The 2022 FIFA World Cup was the 22nd FIFA World Cup, the quadrennial world 
championship for national football teams organized by FIFA. It took place in 
Qatar from 20 November to 1…

similarity_score=0.856,
2022 FIFA World Cup seeding

Personnel involved

The 32 nations involved in the 2022 World Cup (29 of which were known) were drawn
into eight groups of four. Two of the remaining three spots were fill…

similarity_score=0.855,
2022 FIFA World Cup final

Background

Argentina had won the World Cup twice before, in 1978 and 1986. They had also 
finished as losing finalists thrice, in 1930, 1990 and 2014. After the 2014 final l…

Prompt preparation

We will send in the OpenAI API, the whole relevant sources to our question:

We will use the similarity function that we just built, to get the most relevant inputs (top 10 for example) to our question.
We will build a message text to incorporate this context
We will check also the number of tokens to send using Tiktoken library

def num_tokens(text: str, model: str = "gpt-3.5-turbo") -> int:
    """Return the number of tokens in a string."""
    encoding = tiktoken.encoding_for_model(model)
    return len(encoding.encode(text))

def message_preparation(
    query: str,
    df: pd.DataFrame,
    token_budget: int,
    model: str,
    top_n: int = 10
) -> str:
    """Return an organized message to ask to GPT, with relevant inputs text pulled from the corpus 'df'."""
    similarity_score, inputs_string = similarity_score_top_inputs(query, df, top_n)
   
    question = f"\n\nQuestion: {query}"

    introduction = 'Use the below articles from Wikipedia to answer the question. If the answer cannot be found in the articles, write "I could not find an answer."'
    message = introduction + '\n\nWikipedia article section:\n'
   
    for input_str in inputs_string:
        next_article = f'"""\n{input_str}\n"""\n'
        whole_message = message + next_article + question
        if (
            num_tokens(whole_message, model=model)
            > token_budget
        ):
            break
        else:
            message += next_article
    return message + question

Here is how the prompt will look like for our question “Who is the winner of world cup 2022?” by returning the top 3 relevant inputs from our corpus:

query = "Who is the winner of the World Cup 2022?"
print(message_preparation(query, df, token_budget=4096, model='gpt-3.5-turbo', top_n=3))
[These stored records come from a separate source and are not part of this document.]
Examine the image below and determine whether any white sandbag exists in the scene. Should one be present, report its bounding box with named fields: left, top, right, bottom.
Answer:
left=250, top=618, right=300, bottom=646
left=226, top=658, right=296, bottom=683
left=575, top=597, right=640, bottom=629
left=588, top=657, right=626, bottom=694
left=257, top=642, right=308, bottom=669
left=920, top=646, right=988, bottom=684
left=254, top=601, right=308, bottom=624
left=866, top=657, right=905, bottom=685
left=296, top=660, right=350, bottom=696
Before asking GPT-3.5-Turbo model by giving the detailed context that we just built, let’s try asking using the standard way we already know:

Ask ChatGPT, GPT-3.5-Turbo model, without context

messages = [
        {"role": "user", "content": 'Who is the winner of world cup 2022?'},
]
response = openai.ChatCompletion.create(
        model="gpt-3.5-turbo",
        messages=messages,
        temperature=0
    )
response_message = response["choices"][0]["message"]["content"]
response_message

This is what it would appear like if I had not taken into account the context in my message and had relied solely on the data that the model was trained on up until September 2021:

As an AI language model, I do not have the ability to predict future events. 
Therefore, I cannot provide an answer to this question.